Mardi 16 février 2021, l’avocat de l’acteur a d’ailleurs fait une révélation inattendue qui a choqué le plateau de C à vous : “Il y a aujourd’hui une telle peur des réseaux sociaux que vous savez ce qu’il s’est passé vendredi soir ? Un film, dans lequel Richard Berry n’est qu’acteur, a été déprogrammé de France 3 [...] C’est ça la présomption d’innocence ?”, s’est insurgé Hervé Temime devant les caméras de France 5.

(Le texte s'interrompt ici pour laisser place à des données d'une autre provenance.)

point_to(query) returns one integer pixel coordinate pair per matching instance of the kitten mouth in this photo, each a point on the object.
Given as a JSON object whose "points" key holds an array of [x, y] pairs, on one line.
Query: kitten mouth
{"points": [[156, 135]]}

Vendredi 12 février 2021, France 3 avait en effet prévu de diffuser le téléfilm La loi de Damien : l’égal des Dieux, dans lequel Richard Berry tient le rôle principal. Mais c’est finalement La loi de Julien, incarné par Jean-Pierre Darroussin, que les téléspectateurs ont pu suivre sur leurs écrans… En direct dans C à vous, Anne-Elisabeth Lemoine a dévoilé la réponse reçue par la chaîne : “Afin de ne pas perturber les démarches juridiques, dont la presse se fait les comptes, de Richard Berry et sa fille, en accord avec les ayants droit, France 3 décale la programmation de La loi de Damien”, a annoncé la présentatrice. Ainsi, l’affaire d’inceste est bel et bien au centre de cette décision… qui (...)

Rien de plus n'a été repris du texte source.